Bryan Lyburn, Executive Director Carroll County Habitat For Humanity

Bryan Lyburn is the current Executive Director of Carroll County’s Habitat For Humanity. He took on the position five years ago and has been working hard to achieve the goals of the organization. Since he took on the role of Executive Director, Bryan has worked on 6 full home builds and 15 critical home repair projects. The organization has also grown in size with more employees, both full time and part time, and internship opportunities.Bryan Lyburn at Ceremony

Q: What is your favorite part about working for Habitat For Humanity?
A: The process of starting where there is nothing and then creating a home there is truly magical.

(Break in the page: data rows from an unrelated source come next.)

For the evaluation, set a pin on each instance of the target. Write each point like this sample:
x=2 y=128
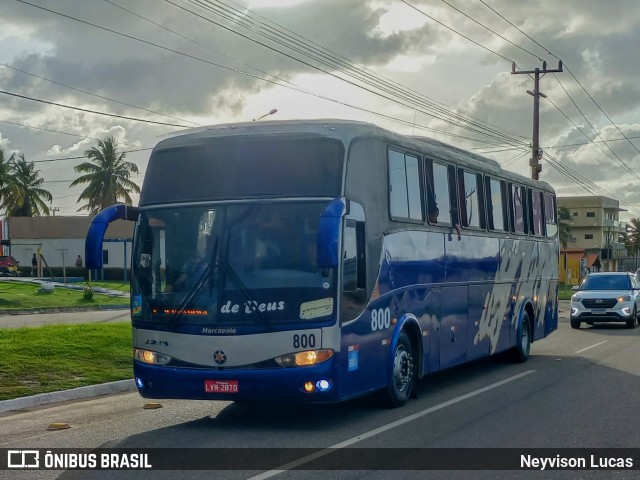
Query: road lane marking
x=384 y=428
x=591 y=346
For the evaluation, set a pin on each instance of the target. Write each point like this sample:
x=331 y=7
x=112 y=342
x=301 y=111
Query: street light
x=271 y=112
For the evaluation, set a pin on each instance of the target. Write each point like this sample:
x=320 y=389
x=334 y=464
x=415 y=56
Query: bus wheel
x=520 y=352
x=403 y=376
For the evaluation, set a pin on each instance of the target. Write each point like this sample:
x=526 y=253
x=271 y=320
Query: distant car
x=8 y=266
x=606 y=297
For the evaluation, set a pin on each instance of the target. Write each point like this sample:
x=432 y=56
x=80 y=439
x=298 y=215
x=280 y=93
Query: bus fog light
x=306 y=358
x=149 y=357
x=323 y=385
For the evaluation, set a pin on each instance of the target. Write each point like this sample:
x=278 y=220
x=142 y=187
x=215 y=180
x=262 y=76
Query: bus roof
x=346 y=131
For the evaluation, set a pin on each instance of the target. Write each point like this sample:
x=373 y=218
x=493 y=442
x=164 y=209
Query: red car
x=8 y=266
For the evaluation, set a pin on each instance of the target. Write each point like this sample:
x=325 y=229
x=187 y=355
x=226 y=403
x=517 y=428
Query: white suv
x=606 y=297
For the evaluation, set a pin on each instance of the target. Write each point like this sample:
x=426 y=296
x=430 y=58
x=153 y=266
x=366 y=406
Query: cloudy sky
x=142 y=70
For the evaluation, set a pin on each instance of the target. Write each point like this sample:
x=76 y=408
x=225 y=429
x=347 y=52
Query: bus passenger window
x=432 y=205
x=518 y=208
x=550 y=216
x=354 y=292
x=497 y=206
x=441 y=192
x=404 y=186
x=472 y=215
x=535 y=213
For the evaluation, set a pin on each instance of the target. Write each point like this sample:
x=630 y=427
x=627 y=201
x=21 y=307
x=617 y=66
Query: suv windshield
x=231 y=265
x=606 y=282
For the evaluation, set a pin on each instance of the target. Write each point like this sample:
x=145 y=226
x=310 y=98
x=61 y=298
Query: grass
x=25 y=296
x=59 y=357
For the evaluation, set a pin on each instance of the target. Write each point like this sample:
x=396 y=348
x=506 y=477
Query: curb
x=66 y=395
x=37 y=311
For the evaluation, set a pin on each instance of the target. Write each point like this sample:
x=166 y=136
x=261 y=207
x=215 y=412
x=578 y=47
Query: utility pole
x=536 y=151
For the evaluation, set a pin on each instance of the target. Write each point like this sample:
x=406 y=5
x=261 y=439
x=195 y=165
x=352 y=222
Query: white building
x=62 y=240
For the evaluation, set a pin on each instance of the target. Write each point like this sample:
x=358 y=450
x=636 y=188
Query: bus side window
x=550 y=215
x=496 y=204
x=432 y=206
x=441 y=192
x=471 y=199
x=518 y=208
x=354 y=292
x=536 y=220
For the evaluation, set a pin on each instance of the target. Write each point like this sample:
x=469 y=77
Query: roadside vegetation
x=59 y=357
x=27 y=296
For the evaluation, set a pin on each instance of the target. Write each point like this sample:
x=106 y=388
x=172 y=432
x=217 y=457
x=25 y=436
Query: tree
x=564 y=228
x=107 y=175
x=22 y=194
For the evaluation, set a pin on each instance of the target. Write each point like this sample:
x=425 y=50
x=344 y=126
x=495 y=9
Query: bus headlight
x=152 y=358
x=306 y=358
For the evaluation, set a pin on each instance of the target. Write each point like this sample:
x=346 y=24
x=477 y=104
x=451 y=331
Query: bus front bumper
x=313 y=384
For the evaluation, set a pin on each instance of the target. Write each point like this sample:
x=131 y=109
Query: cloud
x=226 y=72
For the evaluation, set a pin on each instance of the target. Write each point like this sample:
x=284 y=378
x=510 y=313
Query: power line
x=25 y=97
x=489 y=29
x=95 y=94
x=266 y=30
x=180 y=53
x=566 y=67
x=456 y=32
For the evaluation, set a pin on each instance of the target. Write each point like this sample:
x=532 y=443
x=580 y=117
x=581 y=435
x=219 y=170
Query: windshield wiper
x=193 y=291
x=239 y=284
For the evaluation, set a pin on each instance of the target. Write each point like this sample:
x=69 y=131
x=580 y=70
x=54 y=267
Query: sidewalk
x=69 y=285
x=105 y=388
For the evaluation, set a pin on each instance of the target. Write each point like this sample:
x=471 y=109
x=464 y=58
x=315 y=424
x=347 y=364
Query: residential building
x=594 y=244
x=61 y=239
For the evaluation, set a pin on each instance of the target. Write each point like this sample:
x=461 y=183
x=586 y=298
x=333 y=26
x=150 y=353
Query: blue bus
x=318 y=261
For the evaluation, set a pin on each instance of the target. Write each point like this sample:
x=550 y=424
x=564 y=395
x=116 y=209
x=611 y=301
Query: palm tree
x=23 y=195
x=564 y=228
x=632 y=237
x=4 y=174
x=107 y=175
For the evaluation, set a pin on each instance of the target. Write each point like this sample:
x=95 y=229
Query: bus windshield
x=231 y=265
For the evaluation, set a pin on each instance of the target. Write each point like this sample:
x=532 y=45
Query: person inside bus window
x=455 y=221
x=271 y=232
x=433 y=212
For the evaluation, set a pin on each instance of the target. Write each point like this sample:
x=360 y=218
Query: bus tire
x=520 y=353
x=402 y=380
x=633 y=321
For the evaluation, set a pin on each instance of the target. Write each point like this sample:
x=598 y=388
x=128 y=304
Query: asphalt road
x=578 y=390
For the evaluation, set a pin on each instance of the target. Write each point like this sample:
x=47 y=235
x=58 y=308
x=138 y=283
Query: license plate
x=221 y=386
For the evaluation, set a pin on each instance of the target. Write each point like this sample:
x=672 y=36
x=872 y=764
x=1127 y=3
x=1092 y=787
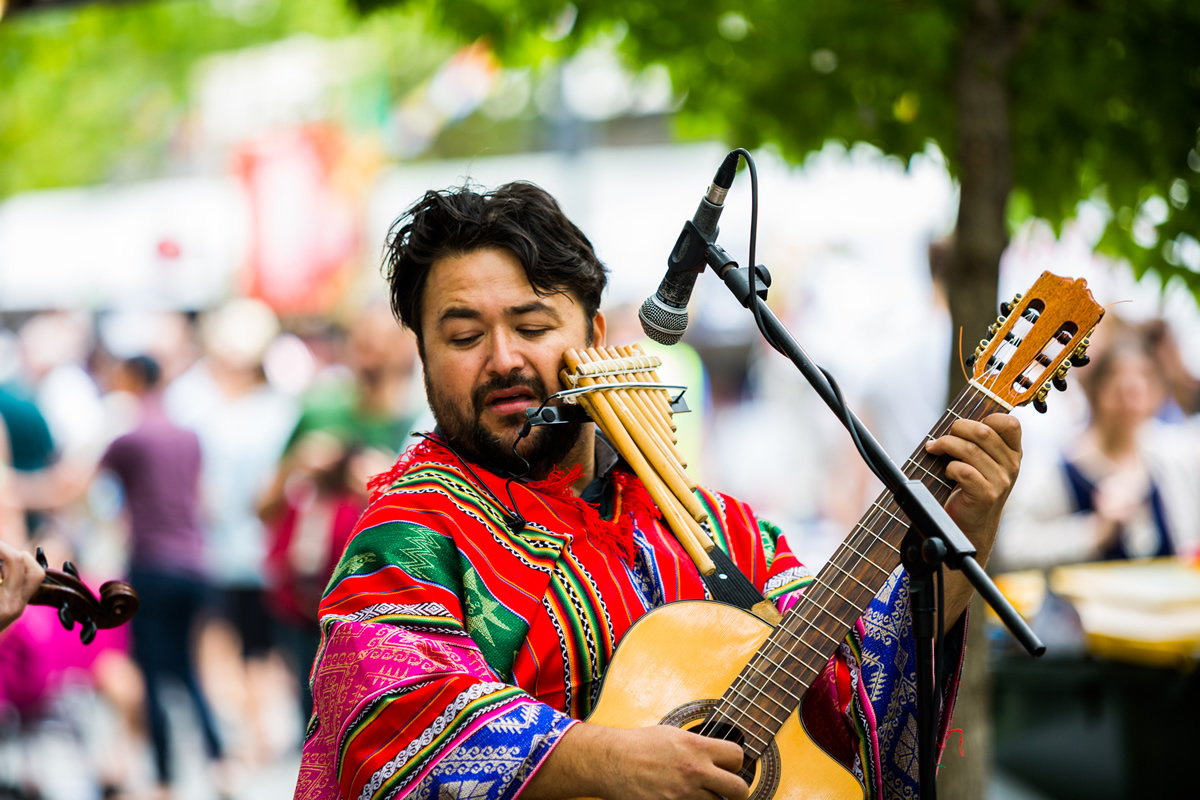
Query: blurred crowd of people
x=220 y=461
x=216 y=462
x=1127 y=485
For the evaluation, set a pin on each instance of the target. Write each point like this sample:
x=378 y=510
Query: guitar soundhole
x=762 y=775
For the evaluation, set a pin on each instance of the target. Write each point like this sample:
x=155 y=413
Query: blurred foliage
x=101 y=91
x=1104 y=94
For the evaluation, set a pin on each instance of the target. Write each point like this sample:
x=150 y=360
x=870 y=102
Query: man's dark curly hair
x=520 y=217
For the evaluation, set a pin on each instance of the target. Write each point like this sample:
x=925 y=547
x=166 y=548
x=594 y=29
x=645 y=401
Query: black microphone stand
x=937 y=541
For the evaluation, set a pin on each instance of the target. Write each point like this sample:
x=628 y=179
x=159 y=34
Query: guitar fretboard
x=772 y=684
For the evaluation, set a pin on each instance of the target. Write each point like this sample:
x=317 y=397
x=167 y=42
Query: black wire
x=513 y=519
x=840 y=409
x=940 y=648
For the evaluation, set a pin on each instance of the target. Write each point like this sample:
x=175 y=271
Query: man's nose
x=505 y=355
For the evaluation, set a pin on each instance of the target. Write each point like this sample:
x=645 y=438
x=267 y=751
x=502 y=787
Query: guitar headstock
x=1035 y=341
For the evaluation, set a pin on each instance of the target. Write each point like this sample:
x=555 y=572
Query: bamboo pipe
x=652 y=413
x=655 y=451
x=684 y=527
x=659 y=395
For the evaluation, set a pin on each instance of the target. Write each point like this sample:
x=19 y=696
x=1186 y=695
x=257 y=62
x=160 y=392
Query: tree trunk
x=985 y=178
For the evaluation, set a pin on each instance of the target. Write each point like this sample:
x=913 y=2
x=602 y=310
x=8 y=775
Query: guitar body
x=677 y=661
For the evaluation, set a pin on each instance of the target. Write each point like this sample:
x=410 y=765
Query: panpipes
x=637 y=421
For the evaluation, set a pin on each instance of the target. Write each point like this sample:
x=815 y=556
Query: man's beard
x=544 y=449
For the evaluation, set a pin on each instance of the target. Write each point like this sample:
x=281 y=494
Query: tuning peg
x=1007 y=306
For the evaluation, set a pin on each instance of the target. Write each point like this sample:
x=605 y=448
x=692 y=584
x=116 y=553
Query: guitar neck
x=773 y=683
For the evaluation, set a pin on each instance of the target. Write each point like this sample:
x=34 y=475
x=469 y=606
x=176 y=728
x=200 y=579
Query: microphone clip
x=690 y=250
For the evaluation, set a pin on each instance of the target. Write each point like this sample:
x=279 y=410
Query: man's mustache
x=533 y=383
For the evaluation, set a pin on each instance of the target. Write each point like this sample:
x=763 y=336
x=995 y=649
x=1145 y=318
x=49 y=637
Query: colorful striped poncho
x=455 y=654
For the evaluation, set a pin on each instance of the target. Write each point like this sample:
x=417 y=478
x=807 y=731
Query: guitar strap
x=730 y=585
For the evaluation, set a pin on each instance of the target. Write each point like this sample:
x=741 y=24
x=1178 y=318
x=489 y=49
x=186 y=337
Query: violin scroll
x=64 y=590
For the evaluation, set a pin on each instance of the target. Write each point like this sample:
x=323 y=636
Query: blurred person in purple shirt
x=159 y=467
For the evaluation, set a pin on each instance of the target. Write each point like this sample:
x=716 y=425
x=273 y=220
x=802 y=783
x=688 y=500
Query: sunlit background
x=160 y=160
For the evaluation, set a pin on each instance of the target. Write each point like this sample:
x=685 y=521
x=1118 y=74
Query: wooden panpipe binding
x=639 y=422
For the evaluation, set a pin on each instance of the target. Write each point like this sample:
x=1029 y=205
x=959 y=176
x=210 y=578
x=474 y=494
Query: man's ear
x=598 y=329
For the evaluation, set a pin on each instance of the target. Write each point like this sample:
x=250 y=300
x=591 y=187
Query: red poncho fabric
x=455 y=654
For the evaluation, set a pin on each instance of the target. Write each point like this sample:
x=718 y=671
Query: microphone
x=664 y=316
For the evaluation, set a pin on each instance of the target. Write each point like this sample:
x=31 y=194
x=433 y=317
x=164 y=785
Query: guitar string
x=976 y=401
x=814 y=591
x=975 y=404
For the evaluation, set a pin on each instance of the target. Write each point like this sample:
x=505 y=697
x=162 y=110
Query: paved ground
x=65 y=759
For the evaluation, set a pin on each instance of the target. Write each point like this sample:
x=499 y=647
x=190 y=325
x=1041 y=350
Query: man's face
x=492 y=348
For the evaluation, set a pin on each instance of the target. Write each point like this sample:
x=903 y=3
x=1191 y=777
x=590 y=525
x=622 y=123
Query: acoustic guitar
x=699 y=662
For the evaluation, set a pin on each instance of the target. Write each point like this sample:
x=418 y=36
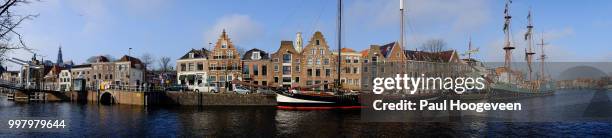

Although that is not my favorite thing. My favorite thing is when I get to hand them the keys and tell them “it’s your house”.

Q: What would you tell someone who hasn’t volunteered for Habitat For Humanity yet?
A: Come on out and give it a try! It’s an amazing opportunity to make a difference. So, just give us a Saturday. What do you have to lose? If not volunteering for us, then volunteer with somebody. Just take a little time and serve your community.

A Day of Volunteering

Around one year ago I had the opportunity to spend a Saturday volunteering at a Habitat For Humanity build. The house was in its final stages. The volunteers were at the site bright and early, some even arriving by 6:30 AM. Once I arrived I met with the coordinator whose name was Aaron. That’s when the hard work began!

I have little to no experience with home renovation or handy work, but that did not stop them from assigning me every task under the sun! I began with lifting and clearing things out of the way, then moved on to painting. At some point I was asked if I had ever put cabinets up before. The answer was no, but I sure did learn how to.

One of the best parts of the day was, of course, lunch. It wasn’t just a chance to sit down and eat. It was the chance to sit down and really get to know who I was volunteering with. The other volunteers’ families brought food around noon, and we all enjoyed a potluck style lunch. We laughed and joked, and our spirits were lifted by the noble work we were doing. The potential owners of the home came through and thanked us all for our time with tears welling up at their eyes. It was truly a special time.

What can you do to help?

Volunteering for Habitat For Humanity was an eye-opening experience. I learned the true value of a home and what it can mean to someone. Instead of sleeping through the day, I took 8 hours of my time to make a difference. I feel that everyone should take the time and do the same. So, take the time out of your weekend and volunteer. Give back to the community. And, in the words of Bryan Lyburn, “what do you have to lose?”